In a notable move towards sustainability, Ball Beverage Packaging and Coca-Cola Europacific Partners (CCEP) have embarked on a year-long trial in the United Kingdom, deploying vehicles fuelled by a mix of hydrotreated vegetable oil (HVO) and diesel. This green initiative commenced in October and is projected to slash carbon dioxide equivalent (CO2e) emissions by approximately 300 tons annually during its 5,000 delivery operations to the CCEP facility in Wakefield, West Yorkshire.
The trial incorporates HVO as a renewable fuel substitute, promising up to a 90% reduction in carbon footprint for the beverage supply chain, from can production to final product delivery.

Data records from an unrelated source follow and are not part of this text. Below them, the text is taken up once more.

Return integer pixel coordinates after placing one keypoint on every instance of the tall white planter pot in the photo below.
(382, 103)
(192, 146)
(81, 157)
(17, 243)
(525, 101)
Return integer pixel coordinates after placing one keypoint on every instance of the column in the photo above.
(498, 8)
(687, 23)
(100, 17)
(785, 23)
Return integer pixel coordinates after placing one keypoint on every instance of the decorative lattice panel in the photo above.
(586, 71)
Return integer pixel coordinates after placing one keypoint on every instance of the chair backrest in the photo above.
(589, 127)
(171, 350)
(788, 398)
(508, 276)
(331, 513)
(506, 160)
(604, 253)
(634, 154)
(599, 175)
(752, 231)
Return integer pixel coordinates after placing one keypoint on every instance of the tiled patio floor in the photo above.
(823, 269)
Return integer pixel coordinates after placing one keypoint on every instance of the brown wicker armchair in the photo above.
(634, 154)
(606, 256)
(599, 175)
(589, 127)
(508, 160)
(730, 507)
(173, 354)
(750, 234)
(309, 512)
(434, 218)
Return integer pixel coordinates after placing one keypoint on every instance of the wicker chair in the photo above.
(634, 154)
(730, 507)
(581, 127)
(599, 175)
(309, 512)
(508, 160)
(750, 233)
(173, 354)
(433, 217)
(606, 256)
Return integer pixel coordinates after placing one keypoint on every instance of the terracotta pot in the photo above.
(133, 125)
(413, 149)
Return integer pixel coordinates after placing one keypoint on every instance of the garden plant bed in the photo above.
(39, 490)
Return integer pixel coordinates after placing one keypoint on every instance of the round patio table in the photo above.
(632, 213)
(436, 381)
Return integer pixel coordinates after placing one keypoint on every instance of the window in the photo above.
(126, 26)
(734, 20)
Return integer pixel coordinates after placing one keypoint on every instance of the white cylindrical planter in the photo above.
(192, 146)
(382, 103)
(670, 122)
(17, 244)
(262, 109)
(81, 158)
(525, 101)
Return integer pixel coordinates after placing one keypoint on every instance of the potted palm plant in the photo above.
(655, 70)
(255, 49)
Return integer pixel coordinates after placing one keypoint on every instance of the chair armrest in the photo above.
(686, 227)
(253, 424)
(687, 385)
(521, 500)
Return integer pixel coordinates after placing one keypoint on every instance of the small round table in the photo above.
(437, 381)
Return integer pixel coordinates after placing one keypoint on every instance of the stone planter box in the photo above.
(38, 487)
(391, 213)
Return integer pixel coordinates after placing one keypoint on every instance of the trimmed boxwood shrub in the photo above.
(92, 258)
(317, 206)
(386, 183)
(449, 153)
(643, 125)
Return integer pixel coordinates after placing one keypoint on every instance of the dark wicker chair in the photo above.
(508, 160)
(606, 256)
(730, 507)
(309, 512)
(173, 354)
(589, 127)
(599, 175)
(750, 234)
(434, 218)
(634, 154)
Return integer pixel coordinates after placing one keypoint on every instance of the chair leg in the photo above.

HVO stands out as it requires no engine modification or additional upkeep for the existing vehicle fleet, and it can be stored alongside conventional diesel, allowing for easy integration and potential CO2e emission improvements.
“Through strong collaboration with our customers and suppliers across the value chain we are driving towards our sustainability goals,” stated Tom McCarthy, Ball Beverage Packaging’s vice president of Integrated Business Planning for the EMEA region.
Francisco Javier Sanchez Gandarias of Coca-Cola Europacific Partners Great Britain voiced similar sentiments, emphasizing the shared commitment to diminish transport emissions.
“We are continuing to encourage all of our third-party partners to transition to lower carbon solutions so we can produce and deliver the drinks people love more sustainably.”
This trial is bolstered by Menzies Distribution, a logistics ally of Ball in the UK. It aligns with Ball’s Climate Transition Plan, a strategic blueprint for becoming a fully circular and decarbonized enterprise.
HVO vehicles have already been integrated into Ball’s operations across France and Sweden, with further expansions planned in Spain, Italy, Austria, and Switzerland. In the previous year, CCEP incorporated alternative fuels for around 8% of its haulage mileage in Europe, and the current UK trial is a step towards increasing this percentage.
CCEP, as the globe’s leading independent Coca-Cola bottler, aims for net-zero emissions by 2040 and a 30% cut in GHG emissions by 2030 (compared to 2019 figures). Central to this ambition is their drive to empower suppliers in adopting science-based carbon reduction targets and shifting to 100% renewable energy.